The issue is this: professional courtesy and timeliness in responding to e-mail and returning phone calls.
The context: For more than 20 years, I have been a professional journalist (for the Washington Post and other newspapers/magazines) and author of four nonfiction books. So I am not “new” at dealing with editors, and have even worked as senior editor for a large (900+ staff, annual budget over $100 million) international health consulting organization.
Problem 1: After expressing interest in the articles I proposed to (a magazine), and telling me to follow up again in May, I had no further response from the editor despite three e-mails over the course of a month. Finally yesterday, I had a response when I e-mailed a fourth time, and said it didn’t seem he was interested in the articles as he hadn’t responded in more than a month after encouraging me to follow up. I said I would feel obliged to let other writers know of my experience. He finally wrote back, saying I had compromised my own professionalism by getting frustrated enough to complain, and of course saying he now doesn’t want the articles. I replied that my professionalism isn’t the issue, but his lack of communication and follow-through is the problem.
Problem 2: The editor of an HIV informational website whose ad WritersWeekly ran in March, expressed interest in contracting me to assist her in getting out from under the mountain of work she said she’s had since her assistant left. From the time she took nearly a month to respond to my initial e-mail–despite indicating she needed freelancers “immediately”–this editor has been extremely unreliable as far as answering e-mail or returning calls after weeks. We had a “come to Jesus” phone conversation a few weeks ago during which she said “not every writer needs as much hand-holding as you”–to which I replied that it’s not “hand-holding” we are talking about, but professional courtesy and communication. As with the (magazine) editor, I am appalled by communications professionals who don’t communicate in an effective way with the professional writers they have led to believe they want to work with and value because–in the case of (the website)–I have more than 20 years of reporting on HIV-AIDS and have authored an award-winning history of the epidemic, which is to say “specialized” experience not found everywhere.
I don’t believe I am being unreasonable in expecting editors with whom I have established a relationship, even if it is a new one, to respond to messages and phone calls following up on work we have discussed.
Or did I miss the memo saying that such rude, unprofessional behavior is suddenly to be tolerated–like so much else nowadays–as some sort of bizarre offshoot of “the recession”? My own experience on the “other side” as a former senior editor–with freelance writers, editors, translators, and printers calling on me–leads me to think my own sense of what is professional behavior is different, maybe on a different (higher?) level than what I have been dealing with lately.
What do you think? Is this something others complain about?
Thanks for your kind consideration.
Yes, I have received complaints like this over the years.
First, spam filters are sometimes the culprits for missed communication.
Second, there are so many so-called writers willing to work for almost free now that editors are taking us all for granted.
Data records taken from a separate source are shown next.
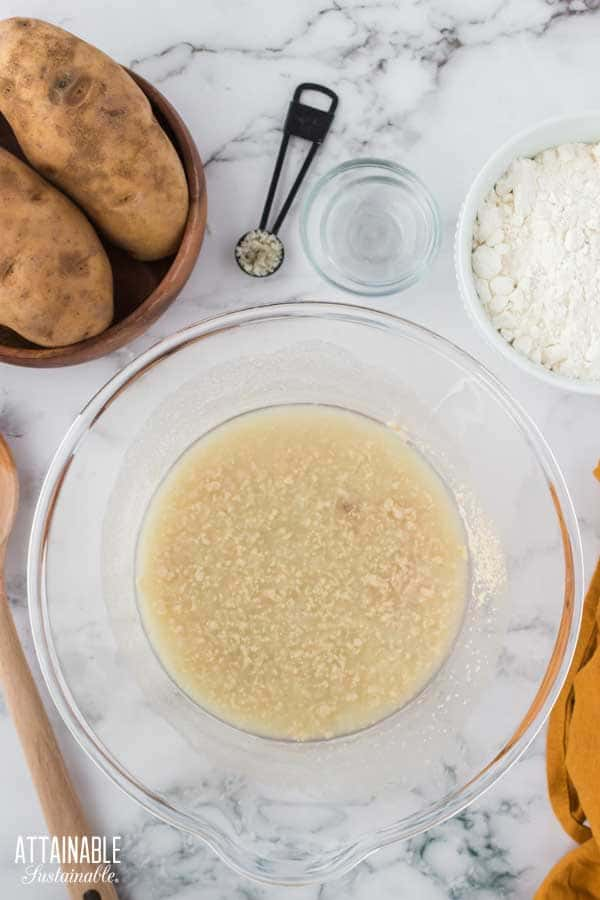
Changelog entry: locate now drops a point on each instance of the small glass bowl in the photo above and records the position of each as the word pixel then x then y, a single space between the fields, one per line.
pixel 371 227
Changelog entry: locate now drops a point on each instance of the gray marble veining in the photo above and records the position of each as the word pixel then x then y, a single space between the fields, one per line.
pixel 437 84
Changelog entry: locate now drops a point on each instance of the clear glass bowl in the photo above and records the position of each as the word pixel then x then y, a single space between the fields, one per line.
pixel 281 811
pixel 371 227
They not only can get away with ignoring our correspondence (there’s another 1,000 writers lined up to take our job if we don’t like it) but, sadly, many are lowering their pay rates because they know how cheap the craft is becoming. It seems many care more about money than quality now.
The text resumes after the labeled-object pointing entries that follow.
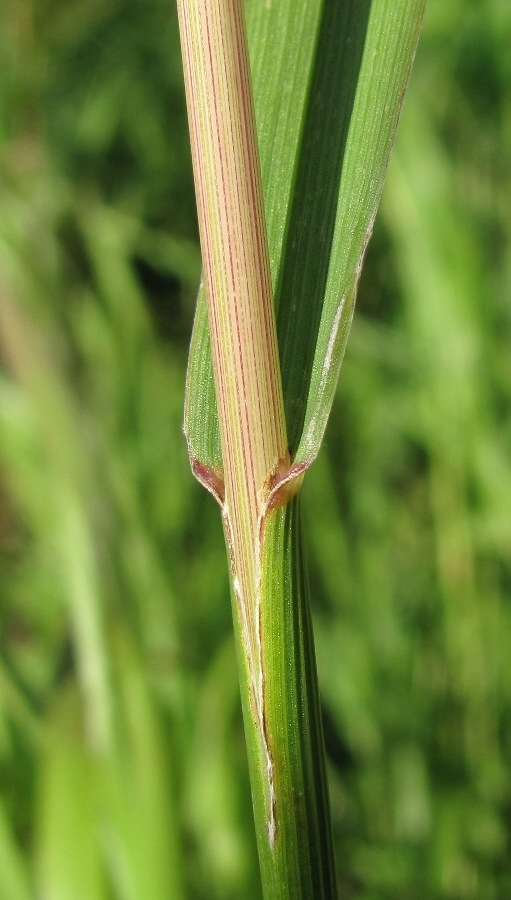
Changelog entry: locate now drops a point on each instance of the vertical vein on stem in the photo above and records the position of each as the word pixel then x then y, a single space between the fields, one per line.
pixel 240 306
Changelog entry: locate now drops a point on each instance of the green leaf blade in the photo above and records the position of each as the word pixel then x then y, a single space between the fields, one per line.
pixel 347 65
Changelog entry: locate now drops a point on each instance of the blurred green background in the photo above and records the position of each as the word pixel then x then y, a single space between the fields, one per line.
pixel 122 760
Third, as you know, people will write something in an email that they would never say to someone’s face. The longer this goes on, the worse their manners seem to get.
WRITER SENDS FOLLOW-UP:
Thanks for your response, Angela. I suspected my frustrating experience with discourtesy and non-communication from editors wasn’t unusual–but it’s always helpful to compare notes.
What you say about so-called writers willing to work for almost free is THE reason I decided, two years ago, to pursue some other way to earn my “bread and butter” rather than rely on my freelance writing and editorial consulting work. Honestly, I made more money for articles 20 years ago than I could make today. I don’t know how anyone could support her/himself on, say, 5 cents/word. It’s obscene. I value my time too much to settle for that. I decided to continue writing about things I care about, but not to rely on it for my living.
At any rate…thanks again and thank you for WritersWeekly!